Cette contravention est punie d’une amende de 750 € et, le cas échéant, d’une peine complémentaire, à savoir :
- le retrait, pour une durée maximum d'un an, du titre de conduite ;
- la confiscation du navire de plaisance à moteur ayant servi à l’infraction, si le contrevenant en est propriétaire ou s'il en a la libre disposition.

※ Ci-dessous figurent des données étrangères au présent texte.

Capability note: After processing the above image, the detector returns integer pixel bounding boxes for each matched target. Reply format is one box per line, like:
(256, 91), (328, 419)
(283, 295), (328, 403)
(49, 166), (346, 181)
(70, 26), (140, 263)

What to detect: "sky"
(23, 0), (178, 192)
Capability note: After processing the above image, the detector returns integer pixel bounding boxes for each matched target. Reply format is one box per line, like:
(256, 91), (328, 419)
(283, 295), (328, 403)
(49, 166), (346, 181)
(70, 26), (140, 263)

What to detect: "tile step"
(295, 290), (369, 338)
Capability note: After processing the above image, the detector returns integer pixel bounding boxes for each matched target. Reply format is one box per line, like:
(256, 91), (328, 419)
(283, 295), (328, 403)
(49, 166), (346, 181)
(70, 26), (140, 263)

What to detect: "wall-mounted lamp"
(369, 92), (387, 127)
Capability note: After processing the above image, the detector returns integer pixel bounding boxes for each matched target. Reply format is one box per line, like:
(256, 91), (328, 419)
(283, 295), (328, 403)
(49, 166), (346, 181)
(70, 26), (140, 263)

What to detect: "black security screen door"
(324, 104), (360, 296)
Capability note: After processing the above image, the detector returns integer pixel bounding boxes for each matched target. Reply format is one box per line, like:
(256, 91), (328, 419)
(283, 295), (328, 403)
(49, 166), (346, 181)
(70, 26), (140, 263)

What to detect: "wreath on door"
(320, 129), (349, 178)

Le conducteur d’un navire de plaisance à moteur doit également rester constamment maître de sa vitesse et l’adapter à son environnement. Il doit ainsi réduire sa vitesse :
- lors du croisement ou du dépassement d'un navire ou de tout autre engin flottant, ou en cas de trafic maritime dense ;
- lorsque la visibilité est réduite, notamment de nuit, ou lorsque les conditions météorologiques sont défavorables, notamment en cas de pluie ou d'autres précipitations, ainsi que de brouillard ;
- lorsque le navire navigue à proximité de baigneurs, de plongeurs ou d'obstacles physique.
Ne pas être maître de sa vitesse ou ne pas la réduire constitue également une contravention de 4e classe punie par une amende de 750 €.